SAÚDE INDÍGENA

Surto de coqueluche mata crianças Yanomami em Roraima: 'Estamos muito preocupados'

Três óbitos de bebês Yanomami foram confirmados em 2024; lideranças alertam para subnotificação e risco em comunidades isoladas

Publicado em 20/02/2026 às 18:54
Imagem ilustrativa gerada por inteligência artificial Nano Banana (Google Imagen)

A filha de Edivania Yanomami tinha apenas quatro meses quando morreu, em 10 de fevereiro, vítima de coqueluche. A bebê, pertencente à comunidade Arasiki, na região de Surucucu, chegou a ser transferida com a mãe para o Hospital da Criança, em Boa Vista, mas não resistiu às complicações da infecção respiratória. Ela é uma das três mortes registradas entre 1º de janeiro e 19 de fevereiro deste ano, conforme dados oficiais.

Documentos obtidos pelo Estadão mostram que a maioria das vítimas eram bebês, incluindo uma criança de apenas um mês e 17 dias de vida.

Em nota, o Ministério da Saúde informou que reforçou as equipes de atendimento na região de Surucucu, na Terra Indígena Yanomami, com médicos, técnicos de enfermagem, enfermeiros, socorristas e especialistas do Programa EpiSUS, experientes em contenção de surtos. "Está sendo realizada busca ativa e coleta de material para análise clínica. Todos os pacientes com suspeita de coqueluche e seus contactantes estão em tratamento e acompanhamento de saúde. Até o momento, foram confirmados oito casos de coqueluche, com três óbitos", diz a nota.

O Ministério dos Povos Indígenas orientou que informações sobre o caso fossem buscadas junto à Secretaria Especial de Saúde Indígena (Sesai).

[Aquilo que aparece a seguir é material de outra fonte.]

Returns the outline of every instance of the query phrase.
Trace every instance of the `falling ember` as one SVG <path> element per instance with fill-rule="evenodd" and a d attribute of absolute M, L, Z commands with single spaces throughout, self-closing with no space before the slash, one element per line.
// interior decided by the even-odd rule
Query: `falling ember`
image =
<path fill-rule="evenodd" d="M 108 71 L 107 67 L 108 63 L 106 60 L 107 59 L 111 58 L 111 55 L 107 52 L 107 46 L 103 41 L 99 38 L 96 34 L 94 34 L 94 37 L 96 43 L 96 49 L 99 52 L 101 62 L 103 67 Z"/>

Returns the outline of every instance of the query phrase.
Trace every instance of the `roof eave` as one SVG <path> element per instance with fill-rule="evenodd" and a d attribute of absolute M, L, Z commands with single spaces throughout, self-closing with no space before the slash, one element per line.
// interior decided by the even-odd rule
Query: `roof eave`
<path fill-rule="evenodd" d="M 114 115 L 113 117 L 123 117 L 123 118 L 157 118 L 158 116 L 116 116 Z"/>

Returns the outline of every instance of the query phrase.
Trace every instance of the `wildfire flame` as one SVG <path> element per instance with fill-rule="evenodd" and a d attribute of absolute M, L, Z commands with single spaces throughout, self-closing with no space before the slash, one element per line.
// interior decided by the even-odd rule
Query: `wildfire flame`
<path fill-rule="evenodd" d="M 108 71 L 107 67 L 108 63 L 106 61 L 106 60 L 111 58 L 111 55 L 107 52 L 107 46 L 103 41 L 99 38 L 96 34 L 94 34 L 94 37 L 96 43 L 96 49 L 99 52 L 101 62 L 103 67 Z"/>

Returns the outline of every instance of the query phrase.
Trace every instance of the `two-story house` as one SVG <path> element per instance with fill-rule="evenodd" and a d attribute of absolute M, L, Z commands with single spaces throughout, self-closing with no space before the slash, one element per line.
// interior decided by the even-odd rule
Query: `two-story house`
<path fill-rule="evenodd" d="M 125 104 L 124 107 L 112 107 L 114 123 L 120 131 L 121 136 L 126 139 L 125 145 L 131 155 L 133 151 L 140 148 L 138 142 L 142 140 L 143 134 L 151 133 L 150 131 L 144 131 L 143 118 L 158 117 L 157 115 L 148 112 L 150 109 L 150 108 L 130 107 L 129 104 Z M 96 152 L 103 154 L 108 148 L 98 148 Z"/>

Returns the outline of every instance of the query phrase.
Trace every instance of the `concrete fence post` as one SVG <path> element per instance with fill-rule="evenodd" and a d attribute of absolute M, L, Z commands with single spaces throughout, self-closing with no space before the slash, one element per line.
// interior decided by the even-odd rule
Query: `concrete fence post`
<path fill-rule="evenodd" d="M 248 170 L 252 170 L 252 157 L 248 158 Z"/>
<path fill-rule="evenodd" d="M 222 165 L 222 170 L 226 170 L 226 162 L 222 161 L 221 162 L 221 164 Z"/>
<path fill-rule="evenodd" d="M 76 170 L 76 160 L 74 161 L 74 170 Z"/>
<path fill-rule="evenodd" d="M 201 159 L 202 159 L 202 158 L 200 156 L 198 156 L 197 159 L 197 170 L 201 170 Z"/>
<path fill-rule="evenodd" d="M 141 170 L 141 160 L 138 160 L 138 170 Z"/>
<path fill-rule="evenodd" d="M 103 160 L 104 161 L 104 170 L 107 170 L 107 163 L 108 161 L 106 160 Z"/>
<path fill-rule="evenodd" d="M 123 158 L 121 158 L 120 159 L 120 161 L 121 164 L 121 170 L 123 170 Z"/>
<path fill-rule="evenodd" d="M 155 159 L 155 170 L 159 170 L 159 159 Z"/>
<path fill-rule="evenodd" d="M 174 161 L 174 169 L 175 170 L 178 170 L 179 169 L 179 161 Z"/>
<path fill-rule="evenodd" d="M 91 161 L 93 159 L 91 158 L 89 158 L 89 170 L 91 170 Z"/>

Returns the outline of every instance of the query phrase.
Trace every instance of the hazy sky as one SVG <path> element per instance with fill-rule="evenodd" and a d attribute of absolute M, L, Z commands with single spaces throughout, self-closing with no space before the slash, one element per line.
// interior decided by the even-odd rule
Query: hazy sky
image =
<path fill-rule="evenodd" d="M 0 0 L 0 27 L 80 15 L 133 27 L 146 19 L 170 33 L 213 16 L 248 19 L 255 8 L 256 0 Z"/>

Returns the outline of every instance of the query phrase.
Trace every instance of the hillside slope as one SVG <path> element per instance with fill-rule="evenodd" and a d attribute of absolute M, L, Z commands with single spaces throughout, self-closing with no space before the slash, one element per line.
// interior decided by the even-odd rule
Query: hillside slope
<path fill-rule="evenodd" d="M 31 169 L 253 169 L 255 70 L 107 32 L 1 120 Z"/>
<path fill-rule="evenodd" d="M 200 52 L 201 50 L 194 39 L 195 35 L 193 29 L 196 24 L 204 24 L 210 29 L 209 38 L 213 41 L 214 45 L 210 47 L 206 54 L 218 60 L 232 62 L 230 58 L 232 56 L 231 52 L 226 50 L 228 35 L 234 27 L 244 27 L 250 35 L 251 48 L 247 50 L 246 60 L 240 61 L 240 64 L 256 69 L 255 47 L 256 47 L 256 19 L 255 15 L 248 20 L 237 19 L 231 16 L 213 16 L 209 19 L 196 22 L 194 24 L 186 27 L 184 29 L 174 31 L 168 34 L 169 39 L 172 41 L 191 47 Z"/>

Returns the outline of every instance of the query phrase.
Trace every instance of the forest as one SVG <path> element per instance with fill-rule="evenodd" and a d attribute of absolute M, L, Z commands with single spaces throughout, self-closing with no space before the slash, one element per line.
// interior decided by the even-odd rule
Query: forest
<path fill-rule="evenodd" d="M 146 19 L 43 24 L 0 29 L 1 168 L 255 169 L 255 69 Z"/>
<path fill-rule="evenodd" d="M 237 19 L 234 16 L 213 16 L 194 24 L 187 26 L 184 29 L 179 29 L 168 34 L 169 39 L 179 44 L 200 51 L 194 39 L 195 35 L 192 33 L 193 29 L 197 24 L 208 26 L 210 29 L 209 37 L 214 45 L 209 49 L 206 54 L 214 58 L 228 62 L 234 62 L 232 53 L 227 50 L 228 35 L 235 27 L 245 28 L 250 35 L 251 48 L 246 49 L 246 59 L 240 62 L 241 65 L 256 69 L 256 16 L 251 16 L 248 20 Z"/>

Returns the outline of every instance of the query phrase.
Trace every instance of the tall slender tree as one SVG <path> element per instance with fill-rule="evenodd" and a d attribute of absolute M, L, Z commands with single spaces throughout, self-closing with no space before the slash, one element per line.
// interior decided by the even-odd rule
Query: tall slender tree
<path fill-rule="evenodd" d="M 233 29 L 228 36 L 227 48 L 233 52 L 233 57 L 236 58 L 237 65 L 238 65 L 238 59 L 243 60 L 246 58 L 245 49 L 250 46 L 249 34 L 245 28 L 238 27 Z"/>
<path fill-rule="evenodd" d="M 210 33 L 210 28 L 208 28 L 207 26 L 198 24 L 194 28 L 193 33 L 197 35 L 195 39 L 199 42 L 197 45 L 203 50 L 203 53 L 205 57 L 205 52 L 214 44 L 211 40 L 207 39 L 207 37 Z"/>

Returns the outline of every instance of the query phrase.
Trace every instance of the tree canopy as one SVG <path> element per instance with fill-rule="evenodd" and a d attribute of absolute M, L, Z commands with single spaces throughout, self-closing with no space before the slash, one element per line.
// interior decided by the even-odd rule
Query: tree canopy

Lideranças Yanomami afirmam que o número real de mortes pode ser maior do que o divulgado oficialmente, estimando pelo menos cinco óbitos apenas em 2024, tanto na capital quanto nas aldeias. O Boletim Epidemiológico da Secretaria de Saúde de Roraima aponta 31 casos notificados e 12 confirmados.

"Essas crianças ainda não conheceram o mundo, nasceram e suas mães já precisam chorar. O futuro delas foi interrompido. Estamos muito preocupados", lamenta Waihiri Hekurari, presidente da Urihi Associação Yanomami.

Infecção letal para comunidades isoladas

A coqueluche, conhecida como "tosse comprida", é uma infecção bacteriana causada pela Bordetella pertussis que afeta o aparelho respiratório, comprometendo traqueia e brônquios. Segundo a pediatra Alana Zorzan, cofundadora da plataforma Mini Löwe, a doença se manifesta por crises de tosse seca e intensa, que podem dificultar a respiração.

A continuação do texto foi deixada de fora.